The first comic shop would only start up a subscription service if I wanted a minimum of 10 books a month. When I called the second comic shop, the person I spoke with indicated that I might be able to stop in and pick up the issues in a file (although he seemed reluctant to start a file with one comic, and indicated that I'd need to stop in every other week or so or else risk the file being closed . . . despite the fact that the comic shop is about 30 minutes away). Alternatively, he indicated I could subscribe, which might involve prepayment, a minimum of $10 a month, etc. When I got to the store, though (about 30 minutes later), the clerk I spoke with didn't know what I was talking about. He gave me a sheet with a bunch of titles listed (one of which was Wednesday Comics), asked me to check the titles I wanted (I checked the singular title), and then he wrote my name and phone number on the sheet. There was no request for payment information, no information about terms or my obligations or anything like that. "You want a new comic series? Scribble what you want on this piece of bark, and I'll hand it to this ostrich. Then come back in two months and hope for the best."
I am, suffice it to say, not filled with confidence.
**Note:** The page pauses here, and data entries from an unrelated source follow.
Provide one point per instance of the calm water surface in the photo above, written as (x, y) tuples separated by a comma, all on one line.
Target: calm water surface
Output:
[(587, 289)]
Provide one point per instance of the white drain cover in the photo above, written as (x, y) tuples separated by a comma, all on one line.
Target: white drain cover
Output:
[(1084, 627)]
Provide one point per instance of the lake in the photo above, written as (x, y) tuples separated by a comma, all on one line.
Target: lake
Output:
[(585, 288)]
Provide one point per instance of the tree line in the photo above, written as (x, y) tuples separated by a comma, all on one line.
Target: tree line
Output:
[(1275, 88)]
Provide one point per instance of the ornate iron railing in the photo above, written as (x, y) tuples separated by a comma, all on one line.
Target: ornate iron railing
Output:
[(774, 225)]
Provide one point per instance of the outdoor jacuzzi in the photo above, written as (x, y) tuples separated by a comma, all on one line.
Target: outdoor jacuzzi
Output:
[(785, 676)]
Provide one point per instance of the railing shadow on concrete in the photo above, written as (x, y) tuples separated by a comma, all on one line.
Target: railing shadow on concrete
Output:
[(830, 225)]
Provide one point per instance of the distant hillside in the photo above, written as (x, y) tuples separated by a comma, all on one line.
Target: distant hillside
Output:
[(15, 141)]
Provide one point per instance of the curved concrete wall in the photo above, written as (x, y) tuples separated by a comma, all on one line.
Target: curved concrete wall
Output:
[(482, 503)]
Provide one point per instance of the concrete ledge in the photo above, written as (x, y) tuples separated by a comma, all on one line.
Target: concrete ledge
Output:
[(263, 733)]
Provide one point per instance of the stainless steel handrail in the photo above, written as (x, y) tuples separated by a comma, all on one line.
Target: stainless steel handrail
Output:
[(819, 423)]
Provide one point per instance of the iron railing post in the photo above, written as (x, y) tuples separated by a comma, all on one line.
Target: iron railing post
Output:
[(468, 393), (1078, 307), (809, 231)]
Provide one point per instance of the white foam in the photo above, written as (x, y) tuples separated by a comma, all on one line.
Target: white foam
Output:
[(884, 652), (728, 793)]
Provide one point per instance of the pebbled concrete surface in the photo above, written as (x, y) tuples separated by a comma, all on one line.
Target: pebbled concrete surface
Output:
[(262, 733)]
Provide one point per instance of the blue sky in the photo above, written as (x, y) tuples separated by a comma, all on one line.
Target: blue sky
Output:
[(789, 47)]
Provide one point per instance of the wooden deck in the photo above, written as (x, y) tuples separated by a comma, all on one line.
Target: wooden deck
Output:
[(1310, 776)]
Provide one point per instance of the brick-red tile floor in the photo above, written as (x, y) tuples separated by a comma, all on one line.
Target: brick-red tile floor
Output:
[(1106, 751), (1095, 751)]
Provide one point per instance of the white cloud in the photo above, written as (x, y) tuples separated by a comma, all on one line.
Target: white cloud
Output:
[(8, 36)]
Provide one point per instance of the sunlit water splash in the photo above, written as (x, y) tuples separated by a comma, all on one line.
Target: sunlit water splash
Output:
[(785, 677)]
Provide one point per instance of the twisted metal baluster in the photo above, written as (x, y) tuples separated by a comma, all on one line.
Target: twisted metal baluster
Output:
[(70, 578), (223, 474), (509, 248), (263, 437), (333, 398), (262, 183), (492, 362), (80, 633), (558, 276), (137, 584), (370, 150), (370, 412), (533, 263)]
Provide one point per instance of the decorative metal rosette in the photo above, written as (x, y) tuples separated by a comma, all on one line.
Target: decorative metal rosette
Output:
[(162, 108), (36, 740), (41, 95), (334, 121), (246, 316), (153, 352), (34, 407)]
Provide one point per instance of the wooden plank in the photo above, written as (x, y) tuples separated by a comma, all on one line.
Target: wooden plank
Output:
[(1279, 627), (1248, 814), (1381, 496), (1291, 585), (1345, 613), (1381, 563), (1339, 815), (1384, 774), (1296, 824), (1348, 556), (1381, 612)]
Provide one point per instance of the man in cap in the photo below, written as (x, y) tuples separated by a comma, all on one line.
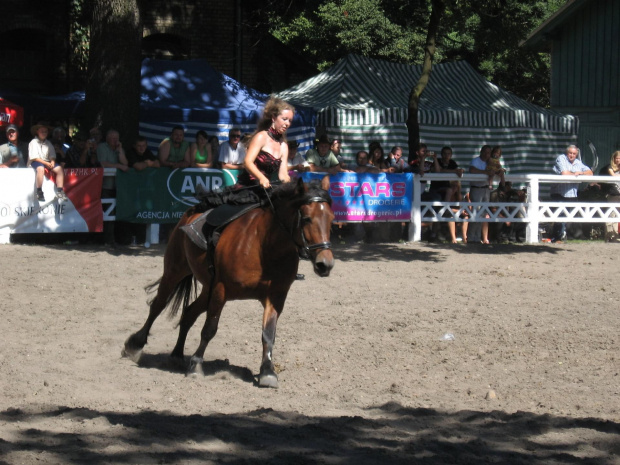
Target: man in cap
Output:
[(43, 157), (13, 154), (321, 159)]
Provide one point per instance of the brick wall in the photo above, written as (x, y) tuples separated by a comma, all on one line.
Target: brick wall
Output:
[(181, 29)]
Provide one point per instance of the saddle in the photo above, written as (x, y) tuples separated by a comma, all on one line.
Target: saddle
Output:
[(205, 230)]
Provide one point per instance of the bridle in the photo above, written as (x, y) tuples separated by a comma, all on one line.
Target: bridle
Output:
[(319, 245)]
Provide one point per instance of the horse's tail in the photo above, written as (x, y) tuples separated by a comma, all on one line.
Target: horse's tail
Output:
[(180, 295)]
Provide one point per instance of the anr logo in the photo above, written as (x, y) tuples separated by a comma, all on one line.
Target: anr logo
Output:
[(183, 184)]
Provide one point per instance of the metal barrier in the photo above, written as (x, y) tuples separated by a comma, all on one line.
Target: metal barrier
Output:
[(533, 211)]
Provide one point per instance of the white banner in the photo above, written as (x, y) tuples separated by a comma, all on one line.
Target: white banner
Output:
[(21, 212)]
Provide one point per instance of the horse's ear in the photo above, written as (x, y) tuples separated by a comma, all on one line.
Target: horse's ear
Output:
[(300, 188), (325, 183)]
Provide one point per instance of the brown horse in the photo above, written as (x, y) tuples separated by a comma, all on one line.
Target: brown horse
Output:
[(257, 257)]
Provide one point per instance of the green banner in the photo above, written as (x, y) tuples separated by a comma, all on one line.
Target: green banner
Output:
[(161, 195)]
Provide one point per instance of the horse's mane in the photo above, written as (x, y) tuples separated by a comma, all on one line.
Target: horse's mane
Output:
[(287, 190)]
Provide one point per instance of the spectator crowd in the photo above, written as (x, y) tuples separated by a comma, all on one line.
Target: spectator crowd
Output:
[(50, 150)]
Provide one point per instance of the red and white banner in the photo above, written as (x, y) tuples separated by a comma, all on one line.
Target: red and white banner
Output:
[(21, 212), (10, 113)]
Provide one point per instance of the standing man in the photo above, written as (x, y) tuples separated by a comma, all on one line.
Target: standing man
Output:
[(322, 159), (567, 164), (111, 155), (139, 157), (479, 192), (13, 154), (43, 157), (174, 150), (232, 153)]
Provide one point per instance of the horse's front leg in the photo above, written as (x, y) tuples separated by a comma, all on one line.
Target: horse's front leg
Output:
[(267, 376)]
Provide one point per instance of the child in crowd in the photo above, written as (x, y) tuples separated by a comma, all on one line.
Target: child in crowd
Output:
[(494, 168), (43, 157)]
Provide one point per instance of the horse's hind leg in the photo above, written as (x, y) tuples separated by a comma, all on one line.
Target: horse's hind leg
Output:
[(267, 376), (136, 342), (190, 314), (216, 304)]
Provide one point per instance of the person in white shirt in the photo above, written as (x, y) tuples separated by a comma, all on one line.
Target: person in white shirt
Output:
[(232, 153), (41, 157)]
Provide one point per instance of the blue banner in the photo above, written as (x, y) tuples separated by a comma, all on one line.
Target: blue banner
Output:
[(369, 197)]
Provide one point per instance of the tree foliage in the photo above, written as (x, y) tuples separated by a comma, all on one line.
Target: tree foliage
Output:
[(113, 84), (486, 33)]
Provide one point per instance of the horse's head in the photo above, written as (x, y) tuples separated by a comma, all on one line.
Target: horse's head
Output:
[(311, 216), (316, 222)]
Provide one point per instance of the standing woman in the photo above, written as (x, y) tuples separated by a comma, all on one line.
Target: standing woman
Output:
[(267, 151), (613, 195), (200, 152)]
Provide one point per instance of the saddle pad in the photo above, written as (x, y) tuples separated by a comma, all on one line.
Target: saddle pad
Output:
[(214, 221), (194, 231), (223, 214)]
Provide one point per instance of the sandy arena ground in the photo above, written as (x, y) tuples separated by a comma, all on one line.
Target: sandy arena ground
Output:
[(530, 377)]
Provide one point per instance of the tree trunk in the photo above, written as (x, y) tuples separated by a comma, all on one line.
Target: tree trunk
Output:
[(413, 121), (113, 86)]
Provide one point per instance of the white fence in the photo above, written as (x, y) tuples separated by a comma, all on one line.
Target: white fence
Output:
[(533, 212)]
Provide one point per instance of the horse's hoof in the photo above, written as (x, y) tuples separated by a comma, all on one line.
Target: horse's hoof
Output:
[(176, 362), (195, 367), (268, 380), (132, 354)]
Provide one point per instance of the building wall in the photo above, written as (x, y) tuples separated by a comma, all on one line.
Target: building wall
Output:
[(585, 66), (585, 59), (35, 41)]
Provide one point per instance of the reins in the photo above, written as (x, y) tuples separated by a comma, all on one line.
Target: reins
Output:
[(307, 248)]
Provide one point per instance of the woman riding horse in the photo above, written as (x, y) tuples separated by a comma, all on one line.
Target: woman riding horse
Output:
[(257, 255)]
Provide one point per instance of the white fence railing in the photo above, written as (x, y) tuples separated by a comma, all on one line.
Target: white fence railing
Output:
[(533, 212)]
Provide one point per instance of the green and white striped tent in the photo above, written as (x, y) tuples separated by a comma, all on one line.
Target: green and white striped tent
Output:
[(362, 99)]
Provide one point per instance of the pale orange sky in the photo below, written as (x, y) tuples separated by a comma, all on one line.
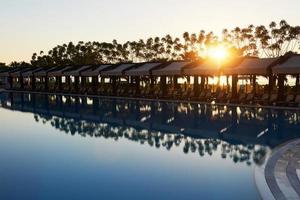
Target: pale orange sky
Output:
[(33, 25)]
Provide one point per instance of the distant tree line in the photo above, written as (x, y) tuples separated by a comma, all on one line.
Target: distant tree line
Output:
[(275, 40)]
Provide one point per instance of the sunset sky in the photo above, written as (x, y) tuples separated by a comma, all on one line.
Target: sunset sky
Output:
[(28, 26)]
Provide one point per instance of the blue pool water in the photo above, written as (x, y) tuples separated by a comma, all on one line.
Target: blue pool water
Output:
[(54, 147)]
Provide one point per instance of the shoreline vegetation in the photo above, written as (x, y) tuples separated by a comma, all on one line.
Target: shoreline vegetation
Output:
[(274, 40)]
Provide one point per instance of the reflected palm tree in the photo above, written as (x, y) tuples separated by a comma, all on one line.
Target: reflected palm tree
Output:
[(243, 135)]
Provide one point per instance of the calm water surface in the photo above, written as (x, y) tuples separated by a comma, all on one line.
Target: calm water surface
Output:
[(58, 147)]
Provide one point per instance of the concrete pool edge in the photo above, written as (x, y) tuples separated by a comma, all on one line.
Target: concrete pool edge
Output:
[(275, 179)]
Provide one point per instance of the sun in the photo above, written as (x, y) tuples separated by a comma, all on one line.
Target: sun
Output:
[(218, 52)]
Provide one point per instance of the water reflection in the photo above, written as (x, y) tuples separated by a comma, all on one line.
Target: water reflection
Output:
[(243, 135)]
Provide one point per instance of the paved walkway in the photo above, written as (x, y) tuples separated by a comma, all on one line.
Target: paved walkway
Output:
[(279, 177)]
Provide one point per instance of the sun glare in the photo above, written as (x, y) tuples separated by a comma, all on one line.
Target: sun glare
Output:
[(219, 52)]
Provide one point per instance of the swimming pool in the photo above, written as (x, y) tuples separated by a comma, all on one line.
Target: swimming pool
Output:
[(95, 148)]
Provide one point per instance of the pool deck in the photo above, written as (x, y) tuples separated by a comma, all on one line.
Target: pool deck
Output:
[(160, 100), (279, 178)]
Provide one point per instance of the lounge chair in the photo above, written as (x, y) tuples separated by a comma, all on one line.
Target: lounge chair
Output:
[(249, 98), (273, 99), (289, 99), (263, 100), (296, 101), (220, 97), (242, 98)]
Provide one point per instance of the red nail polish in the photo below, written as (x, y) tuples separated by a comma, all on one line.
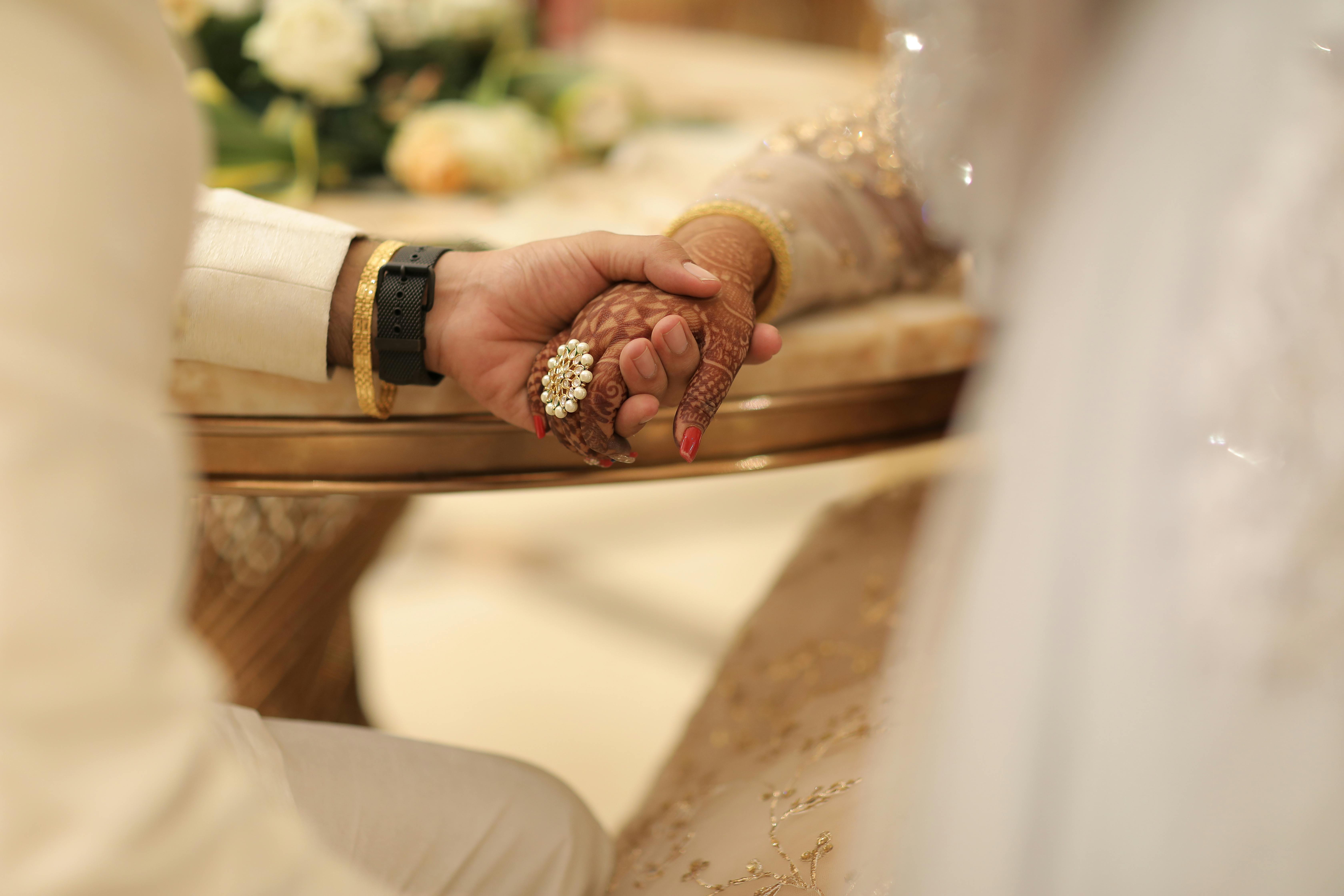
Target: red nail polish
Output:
[(690, 444)]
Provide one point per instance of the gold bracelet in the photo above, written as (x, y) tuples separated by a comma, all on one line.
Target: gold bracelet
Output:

Comic shops have no idea how to handle a person wanting to come in and purchase one title, as often as it comes out, for as long as the customer wants it. They only know how to handle the weekly omnivores, who come in every seven days and pick up their stack from their files or shelves; or the browsers, who pick up random issues or trade paperbacks as the fancy strikes them.
Each issue of Wednesday Comics is $3.99. This comic is not out yet; orders can still be placed and adjusted, so it is not "out of print." (In other words, I'm not trying to scam the system by trying to get a hot comic that's already sold out in preorders.) I am willing to spend full price. I am willing to prepay, by the month or for the entire series, if a store wanted. (I am not willing to go to a comic store every week for this one issue, since my time is worth more than that, and it just seems wasteful. Besides, at least one of the comic shops I checked didn't want to start a file for me unless I added nine other titles.)
In other words, I am a guaranteed customer, worth $16 a month for three months -- or $48 all at once -- if someone would only take my money and guarantee my product.
Why is the comic industry in trouble? This is one reason. DC has created a new comic book of strong interest to non-comic buyers, and the brick-and-mortar industry has no idea how to deliver the product to those buyers.
In other words, my best bet is probably to concede that the pamphlet (a somewhat derogatory term for single-issue comics) is dead and hope for the "trade paperback."
However, DC Comics, often an innovator, came up with an idea recently that is exciting enough that I actually wanted to buy an actual non-trade-paperback comic book again. The project is Wednesday Comics, and . . . well, here's the pitch, from Newsarama:
[Each issue of Wednesday Comics] is 14 inches wide by 20 inches tall, so it's big. That's the front page – so when you open it, it gets 28 inches wide, so it's an enormous page. So for 12 weeks, that “cover” will be an installment of the Brian Azzarello/Eduardo Risso Batman story. Page 2 will be Sgt. Rock, and so on. So essentially, it's 12 big-ass pages. Each story takes up one whole page, with no staples. It'll be just like the Sunday funnies you read as a kid.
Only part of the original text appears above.